Nearby Moab, Bryce Canyon National Park, Zion National Park, and other parks are better known and heavily trafficked. Cedar Breaks National Monument has largely flown under the radar for many years, and it’s difficult to understand why. The ancient trees, stunning cliffs, hoodoos, and rock spires are all something to behold. Bring a camera; it’s hard to take a bad photograph in this park. Around 20 miles of trails lead to various vistas and lookouts that reveal a new wonder for adventurers to ogle. Heads up: some of the trails are poorly marked, and it’s helpful to have experience reading topographic maps.
When adventurers are comfortable venturing off-trail, back-country hiking is allowed, though the terrain can be extremely challenging. All hikers should be mindful that, though it might be sunny skies overhead, there could be a storm occurring miles away that results in flash floods in their immediate area.
Cedar Breaks National Monument was the 16th National Park to be designated an International Dark Sky Park. Indeed, many astronomical bodies and objects are often visible to the naked eye while they’d be obscured by light pollution elsewhere. For this reason, stargazing, spotting with telescopes, and astrophotography are popular activities here.
In the daytime, it can seem as though this region is barren, devoid of life. On the contrary, most wildlife in this area has adapted to become nocturnal to escape the heat that permeates the soft sandstone rock and sandy soil. On a quiet evening, it’s not uncommon to spot coyotes, foxes, weasels, rabbits, and other small-game mammals. Mountain lions, bobcats, and black bears prefer to keep to themselves, and people rarely will spot them. They do, on occasion, make their presence known by leaving pawprints in the sand and scat.
Cedar Breaks National Monument is far from the closest hotel, and many visitors opt to rent an Airstream and go RV camping surrounded by sheer wilderness. At dawn, step out of an Airstream rental and watch the rising sun bathe the sandstone cliffs and hoodoos in warmth. In the evenings, enjoy the sight of the Milky Way as it streams across the night sky. Cedar Breaks National Monument RV campground has 25 sites, 15 of which are reservable. The remainder is secured on a first-come, first-serve basis. All sites come with a fire pit or grill and a picnic table. Though there are no hookups, there are restrooms and faucets with drinking water. Visitors should be aware that there are no dump stations, and the closest one is found in Brian Head.
If space runs out, which does happen occasionally, there are a handful of other campgrounds in the area. Cedar Canyon Campground, which is at roughly the halfway point between Cedar City, UT, and Cedar Breaks National Monument, offers 17 sites, drinking water, and vault toilets. Nestled in the canyon where subalpine trees grow, daytime temperatures are much more comfortable.

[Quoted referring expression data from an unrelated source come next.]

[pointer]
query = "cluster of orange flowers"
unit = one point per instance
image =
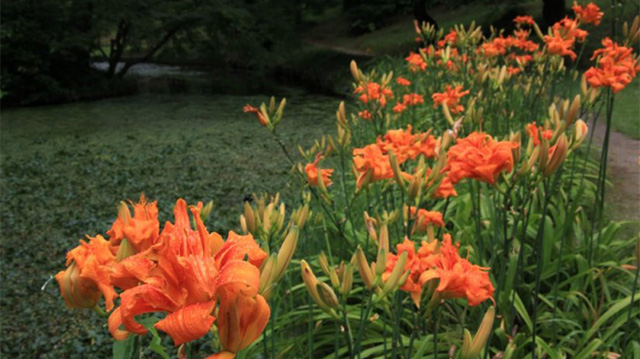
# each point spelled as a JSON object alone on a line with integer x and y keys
{"x": 374, "y": 92}
{"x": 406, "y": 145}
{"x": 441, "y": 260}
{"x": 479, "y": 156}
{"x": 565, "y": 33}
{"x": 314, "y": 173}
{"x": 411, "y": 99}
{"x": 182, "y": 271}
{"x": 537, "y": 133}
{"x": 589, "y": 14}
{"x": 372, "y": 161}
{"x": 451, "y": 98}
{"x": 616, "y": 68}
{"x": 500, "y": 45}
{"x": 416, "y": 62}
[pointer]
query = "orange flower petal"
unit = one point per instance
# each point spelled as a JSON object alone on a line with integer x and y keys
{"x": 188, "y": 323}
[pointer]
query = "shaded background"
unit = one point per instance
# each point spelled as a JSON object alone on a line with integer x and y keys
{"x": 103, "y": 100}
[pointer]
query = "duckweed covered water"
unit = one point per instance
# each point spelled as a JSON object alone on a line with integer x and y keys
{"x": 65, "y": 168}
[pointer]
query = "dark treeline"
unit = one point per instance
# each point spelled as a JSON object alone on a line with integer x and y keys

In this remote corner of Utah, it’s hard to imagine that there are any attractions or sights to see other than stunning canyons, buttes, and cliffs. In fact, several small towns have developed thriving shopping scenes and attractions. Just outside Parowan, are abandoned ruins of Fremont and Anasazi people, who once lived in this region. In addition to pithouses, various artifacts have been found in the area. Faded petroglyphs of lizards, snakes, sheep, and men are etched into boulders. Also nearby are footprints of Hadrosaurs, who lived near an ancient sea million of years ago.
Hop into a rental motorhome and head over to Panguitch, which is a spectacular town to wander through. The entire town was placed on the National Register of Historic Places because of the building materials used: bricks. What sets them apart is they are an unusual shade: rose. For a time, bricks were used as a form of salary for the local workers, and these workers used the rose-hued bricks to build their homes.
At the end of a long day of exploring and adventuring, kick up your heels outside an RV rental, and roast a marshmallow over a campfire.